"The worth of a book is to be measured by what you can carry away from it." (James Bryce)

Saturday, May 20, 2017

SECRETS IN SUMMER (Nancy Thayer)

Maybe it's just me, but Nancy Thayer seems to be getting a lot more "romancey" than she used to be and I'm not a big fan of novels that focus too much on lust.  That's NOT to say that it wasn't a good book.  Thayer always comes through with her wonderful descriptions of the Nantucket weather and lifestyle.  She makes you feel the sea breezes and smell the salt air.

Darcy Cotterill, the main character, is a divorced librarian living in her Grandmother's old house on Nantucket.  She has friends, a man in her life, and a job she loves.  During the summer the population of Nantucket swells and Darcy meets and develops some unlikely friendships with her summer neighbors, a harried mother and her philandering husband, an elderly woman and her devastating handsome (and single) grandson, and Darcy's own ex-husband, staying with his new wife (the one he left Darcy for) and adopted daughter, Willow, a 14-year-old who turns to Darcy for the guidance her parents are not providing.
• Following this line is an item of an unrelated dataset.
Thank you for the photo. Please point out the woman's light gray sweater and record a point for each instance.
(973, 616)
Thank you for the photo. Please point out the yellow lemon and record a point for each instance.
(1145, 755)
This is not my favorite Nancy Thayer novel.  Darcy spends a little bit too much time considering potential romantic partners (who assumes that when one is in an intimate 3-month relationship, but no one has mentioned that it is "exclusive," that it might be OK to consider sleeping with someone else?), but the relationship that develops between Darcy, Willow, her elderly neighbor, and the harried mother of 3 during the summer is one that is worth reading about.  I give this 3 1/2 stars, but I'd go higher if I was more interested in the romance part!